While the prime minister described the idea, which emerged just four days ago, as “the most fundamental reform to the federation in generations”, he came out of Friday’s meeting to announce “the states will not be levying an income tax,” also ruling out the Commonwealth increasing income tax as it attempts to address the structural problems in the federal budget.
Turnbull had proposed the states and territories levy income tax in order to fund growing health and education budgets, with the prime minister even suggesting that the federal government withdraw from funding public education.
The communiqué following the COAG meeting says the leaders agreed to explore further tax reform, but “there was not a consensus among states and territories to support further consideration of the proposal to levy income tax on their own behalf”.

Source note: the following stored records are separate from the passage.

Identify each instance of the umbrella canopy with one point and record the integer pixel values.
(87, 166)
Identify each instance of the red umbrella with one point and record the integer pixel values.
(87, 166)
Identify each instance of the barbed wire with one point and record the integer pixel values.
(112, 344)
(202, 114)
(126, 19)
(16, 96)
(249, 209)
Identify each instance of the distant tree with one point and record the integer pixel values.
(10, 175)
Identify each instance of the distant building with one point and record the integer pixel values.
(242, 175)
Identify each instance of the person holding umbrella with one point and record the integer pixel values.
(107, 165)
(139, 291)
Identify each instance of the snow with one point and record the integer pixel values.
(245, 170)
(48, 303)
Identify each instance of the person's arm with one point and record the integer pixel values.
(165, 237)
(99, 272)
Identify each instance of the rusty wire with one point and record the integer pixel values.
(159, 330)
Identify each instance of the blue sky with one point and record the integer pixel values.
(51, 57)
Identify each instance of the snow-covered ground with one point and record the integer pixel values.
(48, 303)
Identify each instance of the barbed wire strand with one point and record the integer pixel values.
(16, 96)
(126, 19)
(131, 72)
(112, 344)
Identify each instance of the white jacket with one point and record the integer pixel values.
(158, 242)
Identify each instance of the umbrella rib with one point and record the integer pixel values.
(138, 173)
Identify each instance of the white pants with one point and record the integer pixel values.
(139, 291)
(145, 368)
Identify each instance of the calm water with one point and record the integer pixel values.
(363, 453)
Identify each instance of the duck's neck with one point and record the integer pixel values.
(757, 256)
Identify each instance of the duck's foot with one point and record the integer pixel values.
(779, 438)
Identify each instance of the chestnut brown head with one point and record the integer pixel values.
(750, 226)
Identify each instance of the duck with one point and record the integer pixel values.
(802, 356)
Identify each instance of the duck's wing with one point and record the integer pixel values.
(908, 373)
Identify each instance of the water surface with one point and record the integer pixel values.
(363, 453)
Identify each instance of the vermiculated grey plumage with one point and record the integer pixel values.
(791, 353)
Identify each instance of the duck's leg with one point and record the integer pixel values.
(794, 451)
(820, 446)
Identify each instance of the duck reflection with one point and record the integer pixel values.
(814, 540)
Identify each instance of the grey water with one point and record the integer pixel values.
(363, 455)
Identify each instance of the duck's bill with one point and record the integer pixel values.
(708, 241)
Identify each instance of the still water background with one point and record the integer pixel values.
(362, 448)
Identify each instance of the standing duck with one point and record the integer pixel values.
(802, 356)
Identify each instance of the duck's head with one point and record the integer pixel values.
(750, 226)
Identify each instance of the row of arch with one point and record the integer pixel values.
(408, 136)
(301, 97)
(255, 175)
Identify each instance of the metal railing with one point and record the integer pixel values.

“It is not there, it has been withdrawn,” the prime minister said, referring to his income tax plan, following the meeting.
The state premiers and territory chief ministers signed a health funding deal over the next three years to June 2020 that will see the federal government offering an extra $2.9 billion sweetener, but any increase in funding will be capped at 6.5% annually. The states has been seeking more money since former PM Tony Abbott cut $57 billion from health budget in 2014.
Growth in commonwealth funding for health will be capped at 6.6 per cent per year, a constraint that the states had been seeking to avoid.
We are positive in terms of what happened with health,” NSW premier Mike Baird said
But funding for the Gillard government’s Gonski program remains unresolved until at least after the 2016 federal election, with no agreement reached between the two tiers of government.
While the prime emphasised that a solution needs to be found to address the structural problems with both the federal and state budgets, the rejection of his income tax proposal follows his rejection of raising the GST and a range of other measures already ruled out with the government wary of how voters will react as a July 2 election looms.